Said drafts MUST also provide a new arch/{architecture} for rKern which supports the architecture and is in compliance with the ABI draft.
2.3 Stack Ownership
- The kernel owns and manages the execution stack at all times.
- The kernel MUST provide a valid, aligned stack before invoking any driver function.
- Drivers MUST NOT modify, replace, or assume control of the stack pointer outside normal function execution.
- Stack switching by drivers is prohibited.
2.4 Execution Context
- Drivers execute in kernel context.
- No user-mode transitions are defined by SDI.
- No TLS (thread-local storage) is provided.
- Drivers MUST NOT assume the existence of per-thread or per-CPU storage unless explicitly provided via sdi_ops.
- CONCURRENCY MODEL
3.1 Driver State Safety
- Drivers that maintain internal state MUST implement their own synchronization if concurrency is possible.

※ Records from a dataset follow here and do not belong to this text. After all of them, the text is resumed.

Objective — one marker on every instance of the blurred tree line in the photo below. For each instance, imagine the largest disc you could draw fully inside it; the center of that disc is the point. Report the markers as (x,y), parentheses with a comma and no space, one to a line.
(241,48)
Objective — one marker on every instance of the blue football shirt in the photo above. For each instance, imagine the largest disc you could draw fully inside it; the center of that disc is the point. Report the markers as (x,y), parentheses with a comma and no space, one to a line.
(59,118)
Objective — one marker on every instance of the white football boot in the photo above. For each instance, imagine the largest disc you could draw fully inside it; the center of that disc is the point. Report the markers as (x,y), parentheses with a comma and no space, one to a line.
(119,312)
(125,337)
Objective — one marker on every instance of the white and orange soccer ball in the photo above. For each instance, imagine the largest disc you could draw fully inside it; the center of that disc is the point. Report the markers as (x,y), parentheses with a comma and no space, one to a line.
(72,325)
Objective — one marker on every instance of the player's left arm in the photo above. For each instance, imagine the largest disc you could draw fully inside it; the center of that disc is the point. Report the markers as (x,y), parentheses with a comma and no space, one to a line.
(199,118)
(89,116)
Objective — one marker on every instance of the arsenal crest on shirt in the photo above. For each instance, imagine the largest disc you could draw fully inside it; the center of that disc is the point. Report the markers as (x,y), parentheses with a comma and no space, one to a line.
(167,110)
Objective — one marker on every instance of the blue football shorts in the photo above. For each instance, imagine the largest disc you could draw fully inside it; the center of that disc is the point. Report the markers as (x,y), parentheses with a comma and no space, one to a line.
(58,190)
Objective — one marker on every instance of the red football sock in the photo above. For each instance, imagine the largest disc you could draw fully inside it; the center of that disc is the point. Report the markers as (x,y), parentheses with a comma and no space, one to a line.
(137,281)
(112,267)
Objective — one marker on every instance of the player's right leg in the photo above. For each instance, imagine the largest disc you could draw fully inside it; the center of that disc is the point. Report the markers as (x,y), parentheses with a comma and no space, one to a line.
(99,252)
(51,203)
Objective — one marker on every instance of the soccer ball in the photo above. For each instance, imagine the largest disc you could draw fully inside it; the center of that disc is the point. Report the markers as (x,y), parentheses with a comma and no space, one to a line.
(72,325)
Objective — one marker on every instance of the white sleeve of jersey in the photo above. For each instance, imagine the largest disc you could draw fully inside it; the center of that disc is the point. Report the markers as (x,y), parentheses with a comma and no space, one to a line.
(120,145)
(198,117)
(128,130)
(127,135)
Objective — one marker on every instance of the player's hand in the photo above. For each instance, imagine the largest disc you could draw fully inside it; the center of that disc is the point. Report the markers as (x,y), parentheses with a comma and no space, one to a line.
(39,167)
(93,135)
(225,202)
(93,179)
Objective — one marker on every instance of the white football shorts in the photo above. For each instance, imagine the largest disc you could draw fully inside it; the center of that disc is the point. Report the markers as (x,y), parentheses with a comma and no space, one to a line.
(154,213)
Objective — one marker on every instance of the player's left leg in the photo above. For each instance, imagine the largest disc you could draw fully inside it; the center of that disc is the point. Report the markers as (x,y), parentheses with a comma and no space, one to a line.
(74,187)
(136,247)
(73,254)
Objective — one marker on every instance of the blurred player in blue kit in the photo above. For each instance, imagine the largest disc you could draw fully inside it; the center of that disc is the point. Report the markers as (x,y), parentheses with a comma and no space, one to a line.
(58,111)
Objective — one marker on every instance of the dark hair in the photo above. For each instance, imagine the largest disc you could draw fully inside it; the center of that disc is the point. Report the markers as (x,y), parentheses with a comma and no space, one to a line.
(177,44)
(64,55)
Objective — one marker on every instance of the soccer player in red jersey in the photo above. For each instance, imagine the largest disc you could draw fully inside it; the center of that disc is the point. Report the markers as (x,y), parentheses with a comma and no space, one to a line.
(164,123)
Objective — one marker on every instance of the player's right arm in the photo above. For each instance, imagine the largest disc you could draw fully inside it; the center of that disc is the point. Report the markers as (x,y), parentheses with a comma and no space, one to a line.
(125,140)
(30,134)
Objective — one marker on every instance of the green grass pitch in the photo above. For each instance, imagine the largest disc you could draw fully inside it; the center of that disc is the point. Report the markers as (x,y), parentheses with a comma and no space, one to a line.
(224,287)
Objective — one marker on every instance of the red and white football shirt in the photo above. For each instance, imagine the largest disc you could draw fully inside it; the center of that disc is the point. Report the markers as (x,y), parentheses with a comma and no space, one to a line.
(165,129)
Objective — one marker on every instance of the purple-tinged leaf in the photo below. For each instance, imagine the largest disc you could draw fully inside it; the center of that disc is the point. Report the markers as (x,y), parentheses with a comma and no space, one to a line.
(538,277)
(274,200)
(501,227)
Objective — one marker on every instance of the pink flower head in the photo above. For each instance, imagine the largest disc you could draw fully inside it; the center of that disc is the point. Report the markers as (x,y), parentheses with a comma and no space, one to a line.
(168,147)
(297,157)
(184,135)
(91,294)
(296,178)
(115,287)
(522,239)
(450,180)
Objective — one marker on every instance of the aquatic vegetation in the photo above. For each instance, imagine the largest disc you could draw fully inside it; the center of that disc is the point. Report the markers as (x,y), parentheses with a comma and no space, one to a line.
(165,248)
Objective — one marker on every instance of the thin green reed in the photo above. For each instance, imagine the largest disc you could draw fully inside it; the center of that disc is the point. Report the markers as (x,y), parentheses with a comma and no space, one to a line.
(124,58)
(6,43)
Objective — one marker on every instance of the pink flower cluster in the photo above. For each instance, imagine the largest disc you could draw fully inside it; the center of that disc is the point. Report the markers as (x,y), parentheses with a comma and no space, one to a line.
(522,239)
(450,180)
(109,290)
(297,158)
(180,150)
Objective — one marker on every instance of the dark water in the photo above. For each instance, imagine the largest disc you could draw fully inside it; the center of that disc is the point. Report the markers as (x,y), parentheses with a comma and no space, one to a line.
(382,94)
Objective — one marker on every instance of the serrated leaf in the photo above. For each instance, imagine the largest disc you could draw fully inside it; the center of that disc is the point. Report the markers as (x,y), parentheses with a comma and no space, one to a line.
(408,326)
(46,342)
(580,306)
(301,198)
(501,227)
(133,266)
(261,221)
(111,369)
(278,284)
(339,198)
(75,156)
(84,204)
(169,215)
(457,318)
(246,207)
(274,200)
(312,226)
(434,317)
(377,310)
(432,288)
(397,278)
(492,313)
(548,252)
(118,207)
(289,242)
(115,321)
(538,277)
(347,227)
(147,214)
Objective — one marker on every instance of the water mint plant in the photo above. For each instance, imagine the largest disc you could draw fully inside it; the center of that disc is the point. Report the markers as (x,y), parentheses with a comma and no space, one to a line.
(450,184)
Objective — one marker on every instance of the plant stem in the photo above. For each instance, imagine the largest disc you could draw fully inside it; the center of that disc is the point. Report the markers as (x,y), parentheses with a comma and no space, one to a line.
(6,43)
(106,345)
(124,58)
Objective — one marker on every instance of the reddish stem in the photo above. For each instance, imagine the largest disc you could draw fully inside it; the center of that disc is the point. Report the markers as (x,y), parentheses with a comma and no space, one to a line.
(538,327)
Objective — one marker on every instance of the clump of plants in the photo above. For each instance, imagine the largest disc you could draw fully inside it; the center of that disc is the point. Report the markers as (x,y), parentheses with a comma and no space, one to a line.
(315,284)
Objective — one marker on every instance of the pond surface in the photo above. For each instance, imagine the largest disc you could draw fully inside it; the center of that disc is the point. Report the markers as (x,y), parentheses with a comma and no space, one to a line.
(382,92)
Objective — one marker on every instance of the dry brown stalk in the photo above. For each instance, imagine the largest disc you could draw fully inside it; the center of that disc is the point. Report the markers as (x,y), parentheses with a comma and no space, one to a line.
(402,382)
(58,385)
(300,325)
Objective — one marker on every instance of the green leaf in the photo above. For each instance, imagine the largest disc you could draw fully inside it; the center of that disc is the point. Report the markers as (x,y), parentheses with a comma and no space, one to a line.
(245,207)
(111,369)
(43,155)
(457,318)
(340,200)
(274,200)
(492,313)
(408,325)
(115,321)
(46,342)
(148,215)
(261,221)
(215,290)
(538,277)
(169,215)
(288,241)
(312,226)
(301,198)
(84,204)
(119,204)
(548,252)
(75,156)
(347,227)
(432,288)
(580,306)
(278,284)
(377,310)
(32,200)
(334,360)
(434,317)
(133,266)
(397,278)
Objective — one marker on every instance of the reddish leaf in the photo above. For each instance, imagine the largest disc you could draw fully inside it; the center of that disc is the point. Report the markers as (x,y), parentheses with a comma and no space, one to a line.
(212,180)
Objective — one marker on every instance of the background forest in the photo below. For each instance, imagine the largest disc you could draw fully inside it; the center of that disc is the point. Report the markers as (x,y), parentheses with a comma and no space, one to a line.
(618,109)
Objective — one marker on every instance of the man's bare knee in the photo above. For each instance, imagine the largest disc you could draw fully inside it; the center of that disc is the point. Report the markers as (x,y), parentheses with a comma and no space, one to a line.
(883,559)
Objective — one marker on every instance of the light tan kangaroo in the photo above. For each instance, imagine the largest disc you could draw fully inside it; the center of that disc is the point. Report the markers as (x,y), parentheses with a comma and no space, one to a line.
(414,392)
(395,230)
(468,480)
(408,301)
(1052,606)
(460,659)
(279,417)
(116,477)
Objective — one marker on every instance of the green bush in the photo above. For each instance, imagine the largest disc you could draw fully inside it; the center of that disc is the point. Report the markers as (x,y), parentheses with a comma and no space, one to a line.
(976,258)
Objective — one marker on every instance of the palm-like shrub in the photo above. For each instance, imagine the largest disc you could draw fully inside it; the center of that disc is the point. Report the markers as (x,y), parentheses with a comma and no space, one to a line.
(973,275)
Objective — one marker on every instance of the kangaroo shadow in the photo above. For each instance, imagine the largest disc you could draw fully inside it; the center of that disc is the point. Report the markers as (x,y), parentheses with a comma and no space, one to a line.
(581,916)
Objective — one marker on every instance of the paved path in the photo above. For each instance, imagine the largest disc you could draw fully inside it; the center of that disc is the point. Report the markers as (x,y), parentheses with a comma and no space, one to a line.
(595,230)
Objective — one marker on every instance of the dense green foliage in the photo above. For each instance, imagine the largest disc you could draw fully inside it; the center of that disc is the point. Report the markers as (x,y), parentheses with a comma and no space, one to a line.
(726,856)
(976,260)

- SDI does not provide built-in locking primitives.
- Any required synchronization MUST be implemented using kernel-provided facilities (if available via sdi_ops) or internal mechanisms.
- DRIVER LIFECYCLE
4.1 Lifecycle States
A driver exists in the following conceptual states:
- LOADED
- MAPPED
- RELOCATED
- INITIALIZED
- ACTIVE
- ERROR (optional terminal state)
- UNLOADED (optional terminal state)
4.2 Initialization Behavior
- The driver entry point MUST return an sdi_status.
- SDI_OK indicates successful initialization.
- Any non-SDI_OK value indicates failure.
If initialization fails:
- The driver MUST NOT be used for any further calls.
- The kernel MUST treat the driver as inactive.
- The kernel MAY unload the driver or retain it in a disabled state.
4.3 Reinitialization
- Drivers MUST NOT be initialized more than once without a full unload and reload cycle.
- Behavior of reinitialization without unload is undefined.
- MEMORY MODEL
5.1 Ownership Rules
- Memory allocated via sdi_ops.alloc is owned by the driver.
- Memory MUST be released using sdi_ops.free.
- Drivers MUST NOT free memory not allocated via alloc.
5.2 Mapping Rules
- Memory returned by sdi_ops.memmap MUST remain valid until unmap is called.
- Drivers MUST NOT access unmapped memory regions.
- Behavior of accessing unmapped memory is undefined.
5.3 Kernel Memory Safety
- Drivers MUST NOT assume kernel memory layout or direct kernel structure access beyond sdi_ops.
5.4 Memory allocated via kernel functions
Any function that returns a pointer within sdi_ops the pointer MAY be freed by the driver at any time.
5.4.1 Memory from kernel_ver
The pointer from kernel_ver MAY NOT be freed.
- ERROR HANDLING
6.1 Function Failure
- All SDI functions that return status MUST use sdi_status.
- Drivers MUST check and handle failure cases.
- Ignoring failure results in undefined behavior.
6.2 Fault Handling
- The kernel MAY terminate a driver on illegal behavior.
- SDI does not define recovery from driver faults.
- Drivers MUST NOT assume recovery or retry semantics after faults unless explicitly defined by subsystem specs.
- INTERRUPT CONTEXT
- Driver functions MAY be called from interrupt context if exposed by the kernel.
- In interrupt context:
- blocking is prohibited
- memory allocation MAY be restricted depending on kernel implementation
- Drivers SHOULD avoid long-running operations in interrupt context unless explicitly designed for it.
- PORTABILITY RULES
- Drivers MUST NOT depend on architecture-specific behavior unless explicitly stated in SDI extensions.
- Any architecture-specific behavior MUST be isolated behind sdi_ops or class-defined interfaces.
- Drivers SHOULD NOT call assembly or other architecture-specific code unless absolutely needed for driver functionality.